Example of our custom Slack Notification

Pros and Cons

With the implementation of Great Expectations as part of our data pipeline, we found many benefits, but also some limitations.

The positive takeaways

Great Expectations provides some convenient data quality features useful in the big-data lifecycle. While we have a broad definition of “data quality”, this tool covers the most important parts for us. Importantly, GX ships with several useful definitions out of the box, which are especially useful because they considered the simple cases that we might have otherwise overlooked, and were easy to tune to our needs.

In some cases, we need to ensure that columns meet certain criteria, like containing less than 4% of values being NULL, or only 2% containing duplicate records; this allows us to maintain high data quality in cases where 100% conformance is either impossible or unnecessary due to technical or business reasons. In other cases where there is no strict standard for what counts as an acceptable value, we have received alerts which made us realize that our rules were too strict and must be adjusted accordingly. By adjusting the “Expectations” (or alerting rules) in our project’s Expectations Suite, we can adjust our data validation to suit our needs.
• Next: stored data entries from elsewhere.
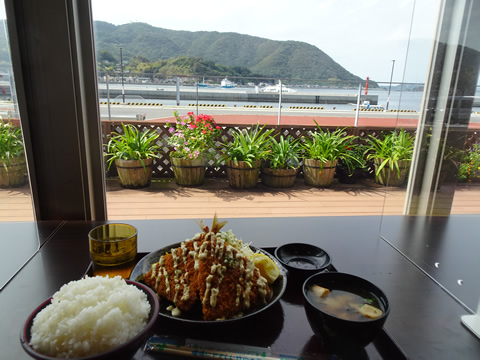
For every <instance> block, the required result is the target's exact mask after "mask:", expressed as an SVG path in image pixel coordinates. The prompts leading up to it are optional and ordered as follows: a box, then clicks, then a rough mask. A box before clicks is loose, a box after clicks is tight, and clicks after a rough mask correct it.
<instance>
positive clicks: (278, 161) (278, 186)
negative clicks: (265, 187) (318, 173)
mask: <svg viewBox="0 0 480 360" xmlns="http://www.w3.org/2000/svg"><path fill="white" fill-rule="evenodd" d="M268 149H269V153H268V156H267V159H266V162H265V166H264V167H262V170H261V172H262V183H264V184H265V185H267V186H271V187H278V188H286V187H293V185H294V184H295V180H296V178H297V173H298V169H299V166H300V160H299V158H300V143H299V139H293V137H292V136H288V137H286V138H284V137H283V135H281V136H280V139H279V140H278V141H277V140H276V139H275V137H274V136H270V137H269V146H268Z"/></svg>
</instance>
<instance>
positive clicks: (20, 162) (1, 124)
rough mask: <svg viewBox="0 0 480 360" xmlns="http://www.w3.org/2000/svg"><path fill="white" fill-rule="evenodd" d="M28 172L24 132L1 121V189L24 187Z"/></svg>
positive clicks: (0, 155)
mask: <svg viewBox="0 0 480 360" xmlns="http://www.w3.org/2000/svg"><path fill="white" fill-rule="evenodd" d="M26 171H27V166H26V163H25V150H24V147H23V139H22V131H21V129H20V128H18V127H15V126H13V125H12V124H11V123H10V122H6V123H4V122H3V120H1V119H0V187H18V186H22V185H24V184H25V178H26V177H25V174H26Z"/></svg>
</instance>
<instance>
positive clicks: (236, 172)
mask: <svg viewBox="0 0 480 360" xmlns="http://www.w3.org/2000/svg"><path fill="white" fill-rule="evenodd" d="M261 163H262V161H261V160H257V161H255V164H254V165H253V167H250V166H249V165H248V164H247V163H246V162H245V161H237V163H235V161H233V160H231V161H228V162H227V163H226V168H227V178H228V184H229V185H230V187H232V188H235V189H251V188H253V187H255V186H257V183H258V178H259V176H260V165H261Z"/></svg>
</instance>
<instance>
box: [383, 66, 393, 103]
mask: <svg viewBox="0 0 480 360" xmlns="http://www.w3.org/2000/svg"><path fill="white" fill-rule="evenodd" d="M394 67H395V60H392V73H391V74H390V86H389V87H388V96H387V106H386V107H385V111H388V103H389V102H390V90H392V79H393V69H394Z"/></svg>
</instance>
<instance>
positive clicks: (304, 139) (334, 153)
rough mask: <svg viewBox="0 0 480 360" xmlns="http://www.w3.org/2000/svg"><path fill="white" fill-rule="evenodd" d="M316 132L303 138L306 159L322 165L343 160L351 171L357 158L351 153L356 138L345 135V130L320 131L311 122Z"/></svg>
mask: <svg viewBox="0 0 480 360" xmlns="http://www.w3.org/2000/svg"><path fill="white" fill-rule="evenodd" d="M313 121H314V122H315V124H316V125H317V128H318V130H317V131H314V132H310V133H309V137H304V138H303V143H302V149H303V154H304V157H305V158H306V159H313V160H320V161H322V162H323V163H325V162H328V161H331V162H333V161H335V160H344V162H345V164H346V166H347V167H348V168H349V170H351V169H353V165H354V163H356V162H357V159H358V156H357V155H356V154H355V153H353V152H352V149H354V148H355V147H356V146H357V145H356V144H355V141H356V140H357V138H358V136H354V135H347V132H346V131H345V129H336V130H335V131H333V132H330V130H325V131H324V130H322V128H321V127H320V125H318V123H317V122H316V121H315V120H313Z"/></svg>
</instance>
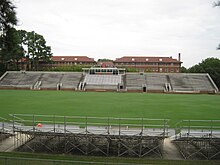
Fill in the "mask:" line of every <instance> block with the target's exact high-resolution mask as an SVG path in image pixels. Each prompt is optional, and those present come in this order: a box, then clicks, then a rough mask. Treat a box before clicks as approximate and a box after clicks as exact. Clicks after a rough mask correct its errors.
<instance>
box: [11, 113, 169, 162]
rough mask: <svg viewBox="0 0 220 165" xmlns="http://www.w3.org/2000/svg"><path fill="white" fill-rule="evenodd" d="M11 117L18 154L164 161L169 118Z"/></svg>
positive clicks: (43, 115)
mask: <svg viewBox="0 0 220 165" xmlns="http://www.w3.org/2000/svg"><path fill="white" fill-rule="evenodd" d="M11 116H12V118H13V119H12V121H13V131H14V132H15V133H16V134H17V138H16V140H15V144H14V145H15V148H16V146H17V147H18V148H17V150H18V151H26V152H49V153H65V154H79V155H101V156H118V157H121V156H131V157H147V156H151V157H156V158H162V154H161V145H162V143H163V140H164V138H166V137H168V127H169V125H168V122H169V120H168V119H146V118H106V117H80V116H76V117H74V116H49V115H21V114H13V115H11ZM18 123H20V124H18Z"/></svg>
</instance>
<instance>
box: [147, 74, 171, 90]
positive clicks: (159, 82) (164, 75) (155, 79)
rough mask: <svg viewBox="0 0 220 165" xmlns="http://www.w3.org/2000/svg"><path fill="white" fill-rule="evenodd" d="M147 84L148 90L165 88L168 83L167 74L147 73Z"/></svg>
mask: <svg viewBox="0 0 220 165" xmlns="http://www.w3.org/2000/svg"><path fill="white" fill-rule="evenodd" d="M145 76H146V85H147V90H161V91H163V90H164V85H165V83H168V80H167V76H166V75H165V74H157V73H154V74H153V73H147V74H145Z"/></svg>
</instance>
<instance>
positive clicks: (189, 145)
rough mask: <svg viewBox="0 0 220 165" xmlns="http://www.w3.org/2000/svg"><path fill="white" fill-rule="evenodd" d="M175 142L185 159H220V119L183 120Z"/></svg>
mask: <svg viewBox="0 0 220 165" xmlns="http://www.w3.org/2000/svg"><path fill="white" fill-rule="evenodd" d="M174 142H175V144H176V145H177V146H178V148H179V150H180V153H181V154H182V156H183V157H184V158H185V159H196V158H199V159H207V160H210V159H219V158H220V120H182V121H181V122H179V123H177V124H176V129H175V140H174Z"/></svg>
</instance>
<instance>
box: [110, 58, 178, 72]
mask: <svg viewBox="0 0 220 165" xmlns="http://www.w3.org/2000/svg"><path fill="white" fill-rule="evenodd" d="M113 63H114V65H115V66H116V67H119V68H120V67H125V68H135V69H136V70H138V71H140V72H174V73H178V72H180V67H181V63H182V62H181V61H180V54H179V57H178V59H173V58H172V57H148V56H146V57H135V56H124V57H121V58H117V59H116V60H115V61H113Z"/></svg>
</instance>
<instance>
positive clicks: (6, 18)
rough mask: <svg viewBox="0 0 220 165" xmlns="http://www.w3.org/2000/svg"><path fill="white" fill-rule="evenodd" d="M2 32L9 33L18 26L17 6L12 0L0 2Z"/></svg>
mask: <svg viewBox="0 0 220 165" xmlns="http://www.w3.org/2000/svg"><path fill="white" fill-rule="evenodd" d="M0 11H1V12H0V31H3V33H4V32H5V31H7V30H8V29H10V28H12V27H13V26H14V25H16V24H17V17H16V12H15V6H14V5H13V4H12V3H11V1H10V0H0Z"/></svg>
From these cases, we can see that GX was a fitting addition to our data pipelines. Many of these situations were small enough to not be picked up by our existing anomaly detection tools, but over time would have had a negative impact on our data quality.

Some (minor) limitations

One of the limitations that we found in Great Expectations is the kind of data validation that can be done. For example, GX does not have any built-in tools for more advanced data validation techniques such as statistical analysis or machine learning.


Great Expectations is a tool for validating data pipelines and data quality. It can perform a variety of data validation tasks, including checking for missing or null values, checking for correct data types, and verifying that data meets certain criteria (such as being within a certain range). Great Expectations also has features for comparing data to expected results, generating reports and alerts for data issues, and tracking the history of data changes.

On benefits, we found that GX has great built-in features for data quality, adds great value to our data lifecycle, the expectations definitions are easy to modify, and it’s very customizable and can be adjusted to our atypical stack. The limitations we observed are that it does not have any built-in tools for more advanced data validation techniques, and it does not have great documentation for certain production implementations. Overall, Great Expectations is useful to help ensure data quality, and for identifying and addressing any issues that may arise during the data pipeline process.